Cabin Fever

Recently, I walked along Hood River’s waterfront. The path I take is 3.5 miles out and back. The fresh air acts as an antidote to the cabin fever that persists during Oregon’s winter months. The Port Commission has patiently developed this resource over the last three decades. Another decade of fine tuning should bring the project to a satisfactory completion.

Each visit provides a unique perspective of the same route. Normally, I walk alone. I listen to music on my iPhone and use its camera to capture the views that change day to day due to weather and the advancing seasons. 

In truth, the more I go, the more I see.


Evidently, the Port’s master plan emphasized both creative landscaping and art. On this visit, the sculpture placed along the path drew my attention.

Sculpture celebrates the shape of things. The movement of the Columbia River frames these stationary works of art. The hills on the north shore, the basalt cliffs, and the sky and clouds juxtapose the natural with the man-made.

I plod along, medicating myself against cabin fever, surrounded by the wonders of Northwest Oregon. Creative ideas bubble to the surface of my consciousness. Often, they defy re-capture later when I stand before my word processor.
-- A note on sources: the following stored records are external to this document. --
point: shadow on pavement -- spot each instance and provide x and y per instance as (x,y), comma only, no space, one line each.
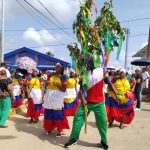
(145,109)
(22,125)
(7,137)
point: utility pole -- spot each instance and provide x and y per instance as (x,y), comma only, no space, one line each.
(126,51)
(148,50)
(2,34)
(148,47)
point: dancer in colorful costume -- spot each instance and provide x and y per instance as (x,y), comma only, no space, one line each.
(53,102)
(120,109)
(6,94)
(35,95)
(97,40)
(17,82)
(71,101)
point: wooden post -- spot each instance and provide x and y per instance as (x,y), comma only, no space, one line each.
(148,51)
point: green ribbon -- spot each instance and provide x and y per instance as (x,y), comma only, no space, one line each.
(119,47)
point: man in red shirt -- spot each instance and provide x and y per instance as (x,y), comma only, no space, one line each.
(95,102)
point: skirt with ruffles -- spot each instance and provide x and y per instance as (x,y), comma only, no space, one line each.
(117,110)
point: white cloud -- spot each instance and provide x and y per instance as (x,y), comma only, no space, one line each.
(143,44)
(40,37)
(64,10)
(46,49)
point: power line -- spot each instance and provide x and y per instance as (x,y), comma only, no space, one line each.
(30,14)
(50,13)
(19,30)
(53,45)
(37,20)
(133,20)
(48,19)
(136,35)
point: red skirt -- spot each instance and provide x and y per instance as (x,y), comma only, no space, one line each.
(71,108)
(55,119)
(17,102)
(117,111)
(34,110)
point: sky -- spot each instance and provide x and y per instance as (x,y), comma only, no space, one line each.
(24,27)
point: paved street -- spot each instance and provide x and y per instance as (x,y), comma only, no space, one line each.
(23,136)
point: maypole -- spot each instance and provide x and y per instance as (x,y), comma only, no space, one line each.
(2,34)
(97,39)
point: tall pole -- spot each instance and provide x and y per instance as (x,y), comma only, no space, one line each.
(148,47)
(126,51)
(2,35)
(148,50)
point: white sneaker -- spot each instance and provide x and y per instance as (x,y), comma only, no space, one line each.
(137,109)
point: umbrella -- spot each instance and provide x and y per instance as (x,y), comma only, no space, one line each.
(26,63)
(141,62)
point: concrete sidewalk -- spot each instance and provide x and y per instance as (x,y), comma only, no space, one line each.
(23,136)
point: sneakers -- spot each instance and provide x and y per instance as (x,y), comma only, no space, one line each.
(36,121)
(58,135)
(137,109)
(70,142)
(5,126)
(47,133)
(30,121)
(103,145)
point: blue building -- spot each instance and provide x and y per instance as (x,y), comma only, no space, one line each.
(44,61)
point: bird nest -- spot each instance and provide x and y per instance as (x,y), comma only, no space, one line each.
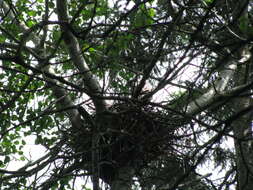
(126,135)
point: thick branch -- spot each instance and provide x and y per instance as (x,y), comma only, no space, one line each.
(73,47)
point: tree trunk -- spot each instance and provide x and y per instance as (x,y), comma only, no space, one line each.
(123,180)
(242,129)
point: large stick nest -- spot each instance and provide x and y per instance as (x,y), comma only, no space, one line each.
(127,135)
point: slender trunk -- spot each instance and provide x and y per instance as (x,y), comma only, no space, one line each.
(242,129)
(123,180)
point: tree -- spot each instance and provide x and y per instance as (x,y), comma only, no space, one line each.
(134,94)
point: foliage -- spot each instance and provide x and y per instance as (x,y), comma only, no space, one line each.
(156,87)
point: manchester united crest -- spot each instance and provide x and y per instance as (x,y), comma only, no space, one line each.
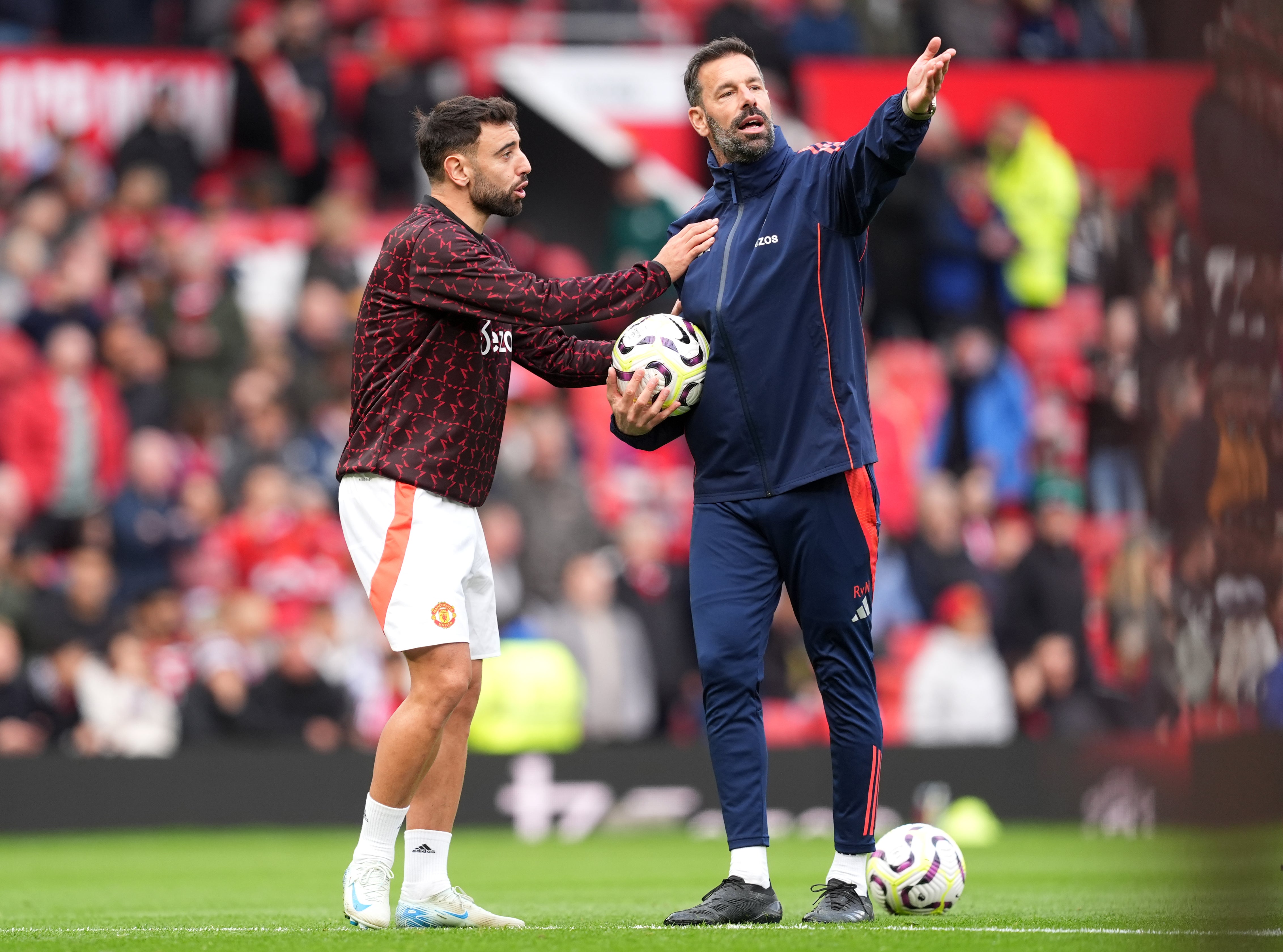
(444,615)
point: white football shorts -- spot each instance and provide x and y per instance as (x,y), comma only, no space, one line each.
(424,562)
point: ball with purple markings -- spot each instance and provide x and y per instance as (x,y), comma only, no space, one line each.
(917,870)
(670,348)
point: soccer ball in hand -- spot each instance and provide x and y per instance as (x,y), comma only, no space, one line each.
(917,870)
(666,346)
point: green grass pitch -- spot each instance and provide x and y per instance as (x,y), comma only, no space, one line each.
(274,888)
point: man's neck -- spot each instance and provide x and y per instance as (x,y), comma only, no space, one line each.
(461,203)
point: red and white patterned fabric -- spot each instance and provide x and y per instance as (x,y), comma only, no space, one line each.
(444,316)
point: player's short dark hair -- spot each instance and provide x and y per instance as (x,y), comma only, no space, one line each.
(455,126)
(710,52)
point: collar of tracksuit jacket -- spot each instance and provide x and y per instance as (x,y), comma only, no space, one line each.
(737,181)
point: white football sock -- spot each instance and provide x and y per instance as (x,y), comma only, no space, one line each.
(426,856)
(750,865)
(379,832)
(850,868)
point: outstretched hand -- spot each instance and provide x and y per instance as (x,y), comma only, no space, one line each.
(638,409)
(927,76)
(687,246)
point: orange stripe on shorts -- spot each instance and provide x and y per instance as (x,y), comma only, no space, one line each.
(394,552)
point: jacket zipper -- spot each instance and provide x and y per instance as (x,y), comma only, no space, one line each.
(730,351)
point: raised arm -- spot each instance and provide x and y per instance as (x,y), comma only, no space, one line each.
(865,170)
(466,280)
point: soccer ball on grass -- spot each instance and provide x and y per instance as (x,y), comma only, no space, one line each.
(917,870)
(673,349)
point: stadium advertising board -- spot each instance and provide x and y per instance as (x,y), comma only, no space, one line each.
(101,97)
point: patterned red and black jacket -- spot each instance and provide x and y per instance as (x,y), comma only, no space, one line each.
(443,317)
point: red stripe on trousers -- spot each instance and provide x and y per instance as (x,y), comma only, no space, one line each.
(877,795)
(863,498)
(870,802)
(394,553)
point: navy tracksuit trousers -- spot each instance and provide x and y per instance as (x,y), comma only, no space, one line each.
(822,542)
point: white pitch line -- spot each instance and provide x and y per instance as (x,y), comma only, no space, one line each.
(1041,931)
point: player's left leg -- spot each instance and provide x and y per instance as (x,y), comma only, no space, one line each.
(429,900)
(829,555)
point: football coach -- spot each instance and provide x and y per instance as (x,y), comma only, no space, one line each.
(784,451)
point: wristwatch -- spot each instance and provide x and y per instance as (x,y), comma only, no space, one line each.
(910,113)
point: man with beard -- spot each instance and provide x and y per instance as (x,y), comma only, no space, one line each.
(443,317)
(784,452)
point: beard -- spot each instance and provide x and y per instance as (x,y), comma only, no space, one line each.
(490,198)
(733,143)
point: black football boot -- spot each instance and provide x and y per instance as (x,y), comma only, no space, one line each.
(732,901)
(840,902)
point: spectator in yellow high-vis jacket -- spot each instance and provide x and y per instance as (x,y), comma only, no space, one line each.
(1035,183)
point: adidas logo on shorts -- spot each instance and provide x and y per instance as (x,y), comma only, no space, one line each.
(863,611)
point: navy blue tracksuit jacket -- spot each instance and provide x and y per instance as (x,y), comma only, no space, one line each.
(784,451)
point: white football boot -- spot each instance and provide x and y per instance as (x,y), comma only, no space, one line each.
(366,888)
(450,909)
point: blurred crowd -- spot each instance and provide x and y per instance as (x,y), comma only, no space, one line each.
(1077,397)
(321,88)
And, that’s okay. For me, it’s healthy to let them go. 


The latest numbers and comments on treatment can be found at The Drill.

21 thoughts on “Cabin Fever

  1. I adore Hood River, so anything you write about it will get my attention. I loved looking at the photos, especially the one with the boats. (Hmmm, maybe that’s why the Peanut calls me “Nonna Boats.”) And one more thing: I saw dragons instead of rabbits.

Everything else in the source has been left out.